Alternatively, we hypothesized that biomedical service use would vary as a function of availability. Because the availability of biomedical services differs between the sites, we hypothesized that total biomedical service use would be less in the Southwest, where VA services are less readily available. Under this premise, we expected IHS service use to be the same, given similar health care needs.
Traditional healing options are also available among the possible health care choices. We considered that when traditional options are included, use of particular providers might vary according to availability, and overall service use would operate as a function of health care needs. Hypotheses for combined traditional and biomedical care were also specified.
Our third hypothesis was that overall service use, including use of traditional healing, would vary according to need. We predicted that overall service use would be the same across tribes, given similar needs, when traditional healing options are included among the health care choices.
The fourth hypothesis was that use of all services, including traditional options, would vary as a function of availability. This hypothesis suggests that veterans in the Southwest would make greater use of traditional healing to offset lower biomedical service availability.
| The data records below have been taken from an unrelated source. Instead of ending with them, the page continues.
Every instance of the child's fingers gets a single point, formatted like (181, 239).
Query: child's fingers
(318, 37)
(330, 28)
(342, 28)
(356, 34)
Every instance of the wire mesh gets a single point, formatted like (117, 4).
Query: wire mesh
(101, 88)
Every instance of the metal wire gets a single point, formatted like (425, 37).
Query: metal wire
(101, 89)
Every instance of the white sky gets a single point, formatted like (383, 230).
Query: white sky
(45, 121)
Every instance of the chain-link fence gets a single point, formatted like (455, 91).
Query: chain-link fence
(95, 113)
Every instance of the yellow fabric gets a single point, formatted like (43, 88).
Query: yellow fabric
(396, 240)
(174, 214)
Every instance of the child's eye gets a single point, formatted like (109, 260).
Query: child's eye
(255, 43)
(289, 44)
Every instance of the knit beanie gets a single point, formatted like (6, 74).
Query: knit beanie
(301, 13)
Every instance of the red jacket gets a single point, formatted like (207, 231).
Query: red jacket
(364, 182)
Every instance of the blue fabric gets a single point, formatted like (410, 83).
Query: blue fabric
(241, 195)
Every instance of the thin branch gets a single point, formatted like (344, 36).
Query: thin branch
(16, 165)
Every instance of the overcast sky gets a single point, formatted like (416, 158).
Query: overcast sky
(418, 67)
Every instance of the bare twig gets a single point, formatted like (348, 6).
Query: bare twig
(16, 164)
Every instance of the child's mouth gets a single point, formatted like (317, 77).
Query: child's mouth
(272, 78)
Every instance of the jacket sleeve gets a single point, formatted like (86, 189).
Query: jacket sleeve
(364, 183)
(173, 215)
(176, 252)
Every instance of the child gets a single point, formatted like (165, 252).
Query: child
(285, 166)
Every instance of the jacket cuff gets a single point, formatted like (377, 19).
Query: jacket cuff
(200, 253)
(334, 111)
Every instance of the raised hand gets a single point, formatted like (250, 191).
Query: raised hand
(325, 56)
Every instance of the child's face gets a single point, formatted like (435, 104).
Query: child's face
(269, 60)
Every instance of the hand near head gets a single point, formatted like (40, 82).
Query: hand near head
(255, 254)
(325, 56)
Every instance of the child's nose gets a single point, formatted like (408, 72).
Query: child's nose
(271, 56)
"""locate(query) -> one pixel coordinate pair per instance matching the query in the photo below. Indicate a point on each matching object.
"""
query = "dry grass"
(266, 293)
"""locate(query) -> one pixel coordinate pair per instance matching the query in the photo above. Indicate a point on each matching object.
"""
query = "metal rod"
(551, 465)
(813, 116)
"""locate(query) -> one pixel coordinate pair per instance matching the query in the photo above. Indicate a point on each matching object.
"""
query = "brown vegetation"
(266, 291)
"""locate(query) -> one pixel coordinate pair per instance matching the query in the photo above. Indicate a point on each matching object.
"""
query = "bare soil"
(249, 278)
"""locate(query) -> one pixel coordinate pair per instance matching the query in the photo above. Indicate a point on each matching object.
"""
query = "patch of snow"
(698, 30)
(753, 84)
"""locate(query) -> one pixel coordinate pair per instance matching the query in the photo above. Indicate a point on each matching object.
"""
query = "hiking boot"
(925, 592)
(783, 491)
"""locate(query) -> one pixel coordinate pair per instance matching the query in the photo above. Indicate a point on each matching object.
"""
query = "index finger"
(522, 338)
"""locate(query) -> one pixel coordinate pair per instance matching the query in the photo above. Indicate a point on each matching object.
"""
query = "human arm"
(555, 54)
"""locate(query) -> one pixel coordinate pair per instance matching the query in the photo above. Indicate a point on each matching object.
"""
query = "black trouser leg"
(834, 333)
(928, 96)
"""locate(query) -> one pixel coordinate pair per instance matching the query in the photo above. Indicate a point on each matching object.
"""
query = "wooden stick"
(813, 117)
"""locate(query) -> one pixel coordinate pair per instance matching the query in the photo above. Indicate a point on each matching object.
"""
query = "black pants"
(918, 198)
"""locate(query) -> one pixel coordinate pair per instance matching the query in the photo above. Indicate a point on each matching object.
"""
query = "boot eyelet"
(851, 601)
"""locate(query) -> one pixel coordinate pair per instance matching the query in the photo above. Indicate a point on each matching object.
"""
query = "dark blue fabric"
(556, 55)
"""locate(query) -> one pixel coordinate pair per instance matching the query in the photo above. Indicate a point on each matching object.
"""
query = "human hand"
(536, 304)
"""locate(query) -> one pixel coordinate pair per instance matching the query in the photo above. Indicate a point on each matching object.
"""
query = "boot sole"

Statistical analysis. All analyses were conducted with SAS and SUDAAN, a companion statistical package developed by the Research Triangle Institute to weight for sampling and response bias (
18). Utilization rates were evaluated by univariate analysis. We report the percentages that responded affirmatively to service use questions, along with standard errors of the estimates. Service use patterns across systems of care were assessed by first combining all biomedical service use for physical problems, all biomedical service use for mental and substance use problems, and all traditional healing options used for these purposes, and then evaluating associations by cross-tabulation and chi square testing. Service use differences between groups were assessed by t test.